Reputation: 337
I wrote a very simple program with one Activity that contains a fragment. I made the Fragment constructor to be private and i'm using static newInstance() method to return the fragment. The problem start when i'm rotating the phone. I'm getting an exception that says:
Unable to start activity ComponentInfo{com.example.todeleteimmediatley/com.example.MainActivity}: androidx.fragment.app.Fragment$InstantiationException: Unable to instantiate fragment com.example.DatesFragment: could not find Fragment constructor
I debuged the program and saw that the exception is in the first line in onCreate method (when calling to super.onCreate()). Someone can explain me why the Fragment must have a constructor and why the exception occurs in the super.onCreate() phase?
Upvotes: 4
Views: 588
Reputation: 14173
In Java
If a class does not define any constructor, then at compile-time, the compiler will generate a constructor that has no arguments (we usually called it as default constructor, no-argument constructor or zero-argument constructor).
If a class defines any constructor that has arguments, then at compile-time, the compiler will not generate a default constructor.
Someone can explain me why the Fragment must have a constructor?
You don't need to define a construtor if your fragment does not receive any parameter.
Why the exception occurs in the super.onCreate() phase?
In Android, there are several scenarios when the system needs to re-create an activity, such as.
When configuration changed, such as users rotate screen orientation or change language.
When the system is on low memory
When re-creating an activity, the system will create a new instance of the activity, then call activity lifecycle, the first one will be onCreate()
callback. In your activity (for example MainActivity), you need to call super.onCreate()
of its parent. This statement will restore all fragments (such as DatesFragment in your case) that managed by the activity.
Because this is a new instance of MainActivity, so it needs to create a new instance of all managed fragments as well (including DatesFragment). To do that they will invoke the default argument constructor.
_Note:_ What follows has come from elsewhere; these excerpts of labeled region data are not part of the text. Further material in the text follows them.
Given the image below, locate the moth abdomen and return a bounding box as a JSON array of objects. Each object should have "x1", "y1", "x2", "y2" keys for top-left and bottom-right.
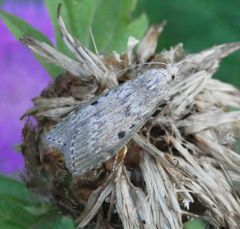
[{"x1": 45, "y1": 69, "x2": 173, "y2": 175}]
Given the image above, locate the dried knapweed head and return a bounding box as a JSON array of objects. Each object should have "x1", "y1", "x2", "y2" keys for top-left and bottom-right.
[{"x1": 22, "y1": 5, "x2": 240, "y2": 229}]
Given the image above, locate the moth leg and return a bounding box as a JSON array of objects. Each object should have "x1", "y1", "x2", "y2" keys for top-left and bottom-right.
[{"x1": 104, "y1": 146, "x2": 127, "y2": 172}]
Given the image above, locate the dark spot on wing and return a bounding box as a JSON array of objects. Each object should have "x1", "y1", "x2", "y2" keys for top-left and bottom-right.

But in DatesFragment you made the default constructor is private, which means it only accessed inside that class, there is no way the system can invoke the constructor of DatesFragment class, so they throw InstantiationException.
Solution:
If your fragment does not receive any parameter, don't define any constructor
If you need to pass parameters to your fragment, then use default constructor along with setArguments(Bundle)
Upvotes: 1
Reputation: 54204
When you rotate your device, your Activity
will be destroyed and recreated. Part of this is destroying and recreating any Fragment
s that your Activity is hosting.
During the recreation step, the Android framework needs to instantiate a new instance of your Fragment
. By default, it does so by invoking your Fragment's no-argument constructor. This means that this constructor must (a) exist and (b) be public
.
This recreation of Fragments is triggered by the super.onCreate()
of your Activity.
The general recommendation is to create a newInstance()
factory method (as you have done), but to leave the default constructor alone (i.e., do not make it private
). Yes, this means that it is still possible for someone to call the constructor directly, which you don't want, but it is required if you don't want to get involved with FragmentFactory
.
Does it mean that in onCreate I should check if the container already contain a Fragment before adding and commiting? Because as I understand from you,the onCreate().super will restore the old Fragment.
My recommendation here is to only commit the Fragment transaction once, the first time your Activity starts up. Generally, this is achieved by checking that the savedInstanceState
Bundle is null before committing the transaction:
if (savedInstanceState == null) {
getSupportFragmentManager().beginTransaction()
.replace(R.id.foo, FooFragment.newInstance(...))
.commit();
}
Because your Fragments are part of the instance state of your Activity, any recreation (any time savedInstanceState
is not null
) will be handled for you automatically.
Why it is better In newInstance method to add the information that the Fragment needs to the Bundle and not to store them as a members(attributes) of the Fragment?
Everything comes back to the fact that the Android framework needs to create a new instance of your Fragment. If you simply have member fields on your Fragment that you set, the Android framework will not be aware of these and will have no way to save or restore them.
However, the arguments
Bundle is something that Android does know about. Arguments are considered part of the Fragment's instance state (and therefore part of the containing Activity's instance state), and will be automatically saved and restored. That is why you can only put certain types of data into the arguments
Bundle; Android only knows how to "write" and "read" certain types of data during this recreation process.